There was also condemnation from Maurizio Martina, the interim leader of the moderate and Europhile Democratic Party, albeit in more diplomatic terms. “This is not how we build the new Europe,” Martina said, referring to Macron’s stated aim to breathe new life into the European project.
In his scathing critique in La Repubblica, Bonini accused Macron of giving free reign to “inhumanity and arrogance along his southern border with Italy in order to keep the populist instincts of his own country in check”. In turn, he added, this “cynicism has boosted the fortunes of Italy’s own chauvinists” – the very ones whose victory last month Macron deplored.

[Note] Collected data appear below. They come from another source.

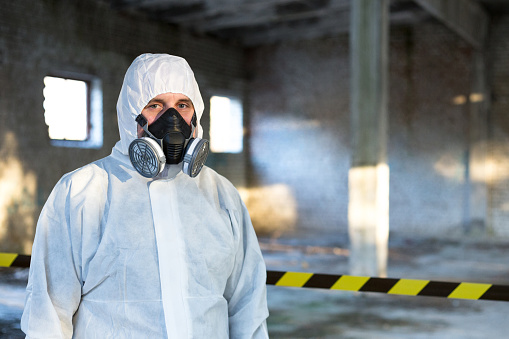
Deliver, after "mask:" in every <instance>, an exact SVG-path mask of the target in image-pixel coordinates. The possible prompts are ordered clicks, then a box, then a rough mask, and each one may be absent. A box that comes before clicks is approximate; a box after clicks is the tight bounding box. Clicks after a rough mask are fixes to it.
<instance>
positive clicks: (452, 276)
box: [0, 233, 509, 339]
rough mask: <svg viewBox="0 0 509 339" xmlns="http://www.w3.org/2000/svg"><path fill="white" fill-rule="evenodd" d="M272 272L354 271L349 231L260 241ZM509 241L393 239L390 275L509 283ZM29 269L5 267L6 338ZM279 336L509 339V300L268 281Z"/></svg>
mask: <svg viewBox="0 0 509 339" xmlns="http://www.w3.org/2000/svg"><path fill="white" fill-rule="evenodd" d="M260 244H261V247H262V250H263V252H264V256H265V260H266V263H267V269H269V270H279V271H305V272H314V273H330V274H348V250H347V249H346V246H347V237H346V235H336V234H327V233H322V234H321V235H320V237H314V236H312V237H310V236H303V235H302V234H300V235H297V236H296V237H292V238H289V237H288V238H285V237H280V238H278V239H270V238H260ZM507 253H509V241H508V242H494V241H483V242H474V241H472V240H468V239H467V240H465V241H462V242H458V241H439V240H433V239H419V240H409V239H406V238H399V239H394V237H393V238H391V243H390V260H389V269H388V276H389V277H391V278H410V279H412V278H413V279H427V280H439V281H453V282H482V283H496V284H504V285H509V261H508V260H507V259H506V255H507ZM26 279H27V270H24V269H2V270H0V338H6V339H11V338H12V339H17V338H24V335H23V333H22V332H21V331H20V330H19V319H20V317H21V312H22V308H23V302H24V287H25V285H26ZM268 302H269V309H270V317H269V319H268V327H269V333H270V336H271V338H281V339H282V338H458V339H459V338H462V339H463V338H504V337H507V336H508V334H507V333H509V322H508V321H507V316H508V314H509V302H500V301H466V300H450V299H445V298H436V297H407V296H393V295H385V294H379V293H355V292H346V291H329V290H320V289H305V288H287V287H277V286H268Z"/></svg>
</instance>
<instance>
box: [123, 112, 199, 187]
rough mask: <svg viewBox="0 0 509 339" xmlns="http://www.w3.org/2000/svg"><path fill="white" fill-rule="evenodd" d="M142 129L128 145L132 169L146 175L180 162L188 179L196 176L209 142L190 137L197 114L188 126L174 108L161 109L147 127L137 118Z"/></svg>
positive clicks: (160, 169)
mask: <svg viewBox="0 0 509 339" xmlns="http://www.w3.org/2000/svg"><path fill="white" fill-rule="evenodd" d="M136 122H137V123H138V124H139V125H140V126H141V127H142V128H143V131H145V132H144V133H143V136H142V137H141V138H138V139H135V140H134V141H133V142H131V144H130V145H129V159H130V160H131V163H132V164H133V166H134V168H135V169H136V170H137V171H138V173H140V174H141V175H143V176H144V177H146V178H153V177H155V176H157V175H158V174H159V173H161V172H162V171H163V169H164V167H165V165H166V164H179V163H180V162H183V164H182V172H184V173H186V174H187V175H189V176H190V177H191V178H194V177H196V176H197V175H198V174H199V173H200V171H201V169H202V167H203V165H204V164H205V161H206V160H207V156H208V154H209V141H208V140H206V139H201V138H193V137H192V136H193V134H194V131H195V129H196V124H197V119H196V113H195V114H194V115H193V118H192V120H191V126H189V125H188V124H187V123H186V121H185V120H184V119H183V118H182V116H181V115H180V113H179V112H178V111H177V110H176V109H175V108H170V109H168V110H167V111H166V112H164V113H163V114H162V115H161V116H160V117H159V118H158V119H157V120H156V121H154V122H153V123H152V124H151V125H150V126H148V122H147V119H145V117H144V116H143V115H141V114H140V115H138V116H137V117H136Z"/></svg>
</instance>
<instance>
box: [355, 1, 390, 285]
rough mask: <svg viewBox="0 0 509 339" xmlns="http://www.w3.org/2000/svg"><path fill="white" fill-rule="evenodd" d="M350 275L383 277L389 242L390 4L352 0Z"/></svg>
mask: <svg viewBox="0 0 509 339" xmlns="http://www.w3.org/2000/svg"><path fill="white" fill-rule="evenodd" d="M351 4H352V12H351V22H350V25H351V32H350V59H351V74H352V75H351V76H352V78H351V142H352V167H351V169H350V172H349V177H348V181H349V183H348V184H349V204H348V224H349V225H348V230H349V236H350V273H351V274H352V275H365V276H386V273H387V255H388V239H389V168H388V166H387V133H388V131H387V99H388V41H389V40H388V39H389V36H388V34H389V16H388V15H389V13H388V12H389V0H352V1H351Z"/></svg>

Another comment piece in the centre-left daily, penned by philosopher Michela Marzano, lamented the “contradiction” between Macron’s declarations of principle, including his call for more solidarity between Europeans in the wake of the Italian elections, and the concrete actions of French officers on the ground.
“One cannot claim to stand in solidarity with Italy while also raising barriers as in Hungary, Poland or Slovakia,” Marzano warned. “One cannot pose as a champion of a common European policy and then blatantly violate the pillars on which our human rights stand: dignity, neutrality, impartiality and humanity.”